I try to be sure to have raw vegetables, too. They have lots of water already in them.
All the fiber in the world won’t help you if it’s dry. It will just end up a clog if it’s not moist.
Think of a water hose. If there’s a clog, adding more dirt won’t get it unstuck. You need to add water to flush it out. Your colon works the same way.
So make sure you’re hydrated before you leave. Drink some water every time it’s offered on the flight. And drink rehydration fluids when you arrive at your destination, if necessary, in addition to lots of water.
Bring your own food.
The typical offerings on a flight these days are a box of cheese and crackers, usually with sausage, or nothing but junk food.
Instead, carry fiber-full dried fruits, trail mix, whole grain crackers, and be sure to drink liquids when you consume them. My go-to travel meal is a peanut butter and jelly sandwich on whole grain bread. It doesn’t need refrigeration for a long time and is still edible when smashed, stale, or overheated. It’s saved my butt too often to count.
If you are allowed to carry raw fruits and vegetables with you, cut up vegetables, some whole grain crackers, and hummus or other bean dip works great. It needs to be eaten within a few hours, to prevent foodborne illness. You don’t want to make yourself sick with your own food!
Glycerin suppositories are unpleasant but work very quickly. I always take some, after learning the hard way…
Also, fiber supplements do double duty. If you end up with a bought of traveler’s diarrhea, it can work to eliminate that, too, believe it or not. The fiber provides bulk and slows the passage of watery stools. I’ve tried it; it works!
You can take psyllium, but it’s not the most pleasant thing to drink, because it turns into a thick, mucilaginous goop that you have to swallow with a lot of water. I’m trying inulin for the first time this year. It’s clear and tasteless when mixed in water, and I think it may be the mystery remedy I was given years ago in Thailand, which worked like a miracle.

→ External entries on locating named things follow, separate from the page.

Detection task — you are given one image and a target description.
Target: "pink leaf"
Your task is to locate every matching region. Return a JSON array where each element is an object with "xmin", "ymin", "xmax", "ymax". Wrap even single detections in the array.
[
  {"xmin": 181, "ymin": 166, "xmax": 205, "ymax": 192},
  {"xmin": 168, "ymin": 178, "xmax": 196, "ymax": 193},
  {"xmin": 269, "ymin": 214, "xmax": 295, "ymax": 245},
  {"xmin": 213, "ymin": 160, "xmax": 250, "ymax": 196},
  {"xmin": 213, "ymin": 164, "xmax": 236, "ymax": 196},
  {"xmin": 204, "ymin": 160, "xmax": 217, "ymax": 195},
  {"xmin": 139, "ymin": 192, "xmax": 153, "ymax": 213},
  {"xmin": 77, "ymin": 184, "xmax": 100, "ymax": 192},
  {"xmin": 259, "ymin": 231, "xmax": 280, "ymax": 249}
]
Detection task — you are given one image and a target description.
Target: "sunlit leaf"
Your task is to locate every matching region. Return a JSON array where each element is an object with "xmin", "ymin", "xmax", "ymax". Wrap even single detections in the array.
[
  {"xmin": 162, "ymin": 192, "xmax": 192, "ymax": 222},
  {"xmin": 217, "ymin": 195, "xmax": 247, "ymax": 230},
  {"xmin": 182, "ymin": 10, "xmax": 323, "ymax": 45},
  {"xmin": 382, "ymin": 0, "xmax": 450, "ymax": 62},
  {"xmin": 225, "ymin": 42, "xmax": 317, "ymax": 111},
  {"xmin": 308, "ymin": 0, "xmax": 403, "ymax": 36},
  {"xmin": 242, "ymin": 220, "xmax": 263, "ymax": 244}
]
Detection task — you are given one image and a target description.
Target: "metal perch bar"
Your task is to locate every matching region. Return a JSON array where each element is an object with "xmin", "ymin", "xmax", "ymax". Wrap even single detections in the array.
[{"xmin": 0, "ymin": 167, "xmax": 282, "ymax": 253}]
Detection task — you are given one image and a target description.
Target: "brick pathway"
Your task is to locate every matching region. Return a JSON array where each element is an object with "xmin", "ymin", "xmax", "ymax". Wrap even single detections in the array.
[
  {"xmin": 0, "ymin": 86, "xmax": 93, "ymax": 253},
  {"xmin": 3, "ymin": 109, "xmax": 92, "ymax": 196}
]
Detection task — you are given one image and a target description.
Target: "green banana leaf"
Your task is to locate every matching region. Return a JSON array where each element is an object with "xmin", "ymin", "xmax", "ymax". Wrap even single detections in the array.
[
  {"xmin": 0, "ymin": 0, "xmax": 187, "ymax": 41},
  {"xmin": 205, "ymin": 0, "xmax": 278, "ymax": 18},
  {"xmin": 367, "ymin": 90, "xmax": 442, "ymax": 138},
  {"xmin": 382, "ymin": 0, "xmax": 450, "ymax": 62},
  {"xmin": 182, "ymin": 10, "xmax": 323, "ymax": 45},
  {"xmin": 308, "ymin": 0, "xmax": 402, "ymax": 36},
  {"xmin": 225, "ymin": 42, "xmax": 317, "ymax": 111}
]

I’ll get back to you and let you know how it goes, if I end up needing to try it…
Exercise compresses the abdomen, which helps to encourage elimination. Simple walking will do the trick.
Instead of sitting at the gate waiting for your flight to board, try walking around until boarding begins. Stick close to your gate–you don’t want to miss the flight! You’ll be sitting for the next several hours, so you might as well move while you can.
If you cannot exercise, you can do some abdominal massage on yourself once you’re lying in bed at your destination. I often find myself doing this when I wake up at 2 am with jetlag and cannot get back to sleep.
Use small circular motions over your abdominal area, always moving in a clockwise motion. Start at your right hip. Make small circles as you move your hand up to just below your ribs, cross to the left side, go down your left side to your left hip, then across to just below your navel.
This is the path your stool takes through the large intestine. Always follow that direction, to “go with the flow,” so to speak.
Try these suggestions on your next trip and see if they help you. Just a few simple things can mean the difference between feeling sluggish, nauseated, and miserable for a few days, versus pretty darn okay.